While the physical proliferation of inventory can support accelerated B2B trade, the strategy comes with its own set of challenges, including the management of goods across multiple locations. As a result, tools and trends that emerged in inventory management well before the coronavirus crisis will become even more critical to enabling efficiency.

Smith highlighted the role of electronic data interchange (EDI) as one key technology that will be crucial to enabling buyers and suppliers to seamlessly connect and exchange information about product requests, inventory level assessments, purchase orders and more. Outsourcing to third-party logistics (3PL) providers is another trend likely to accelerate, he said, as organizations seek outside expertise to help consolidate inventory management operations.

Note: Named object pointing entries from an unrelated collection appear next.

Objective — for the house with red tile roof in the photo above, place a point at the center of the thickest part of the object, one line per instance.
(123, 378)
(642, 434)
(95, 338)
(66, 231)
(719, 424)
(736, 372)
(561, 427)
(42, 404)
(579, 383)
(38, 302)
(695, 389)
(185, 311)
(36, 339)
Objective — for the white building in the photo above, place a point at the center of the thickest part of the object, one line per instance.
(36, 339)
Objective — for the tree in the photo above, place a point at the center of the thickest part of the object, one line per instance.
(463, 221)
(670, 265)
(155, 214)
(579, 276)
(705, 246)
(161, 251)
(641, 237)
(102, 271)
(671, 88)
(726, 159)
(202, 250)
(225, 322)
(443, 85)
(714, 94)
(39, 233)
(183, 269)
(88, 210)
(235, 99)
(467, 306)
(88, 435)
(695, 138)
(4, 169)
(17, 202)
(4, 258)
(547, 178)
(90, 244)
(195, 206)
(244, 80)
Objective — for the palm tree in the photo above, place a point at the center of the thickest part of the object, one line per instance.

There will also be opportunities for technology providers to introduce industry-specific functionality into their offerings, with different sectors like healthcare and food and beverage in need of inventory management platforms that support everything from product temperature management to quality compliance.

Overall, while the coronavirus has placed a mountain of pressure on B2B supply chains, Peterson said organizations are taking this time to act on long-standing desires to optimize inventory strategy.

“People are not just reacting in fear,” he said. “I see people looking for systems to help improve operations not just for today, but for after we come out of this.”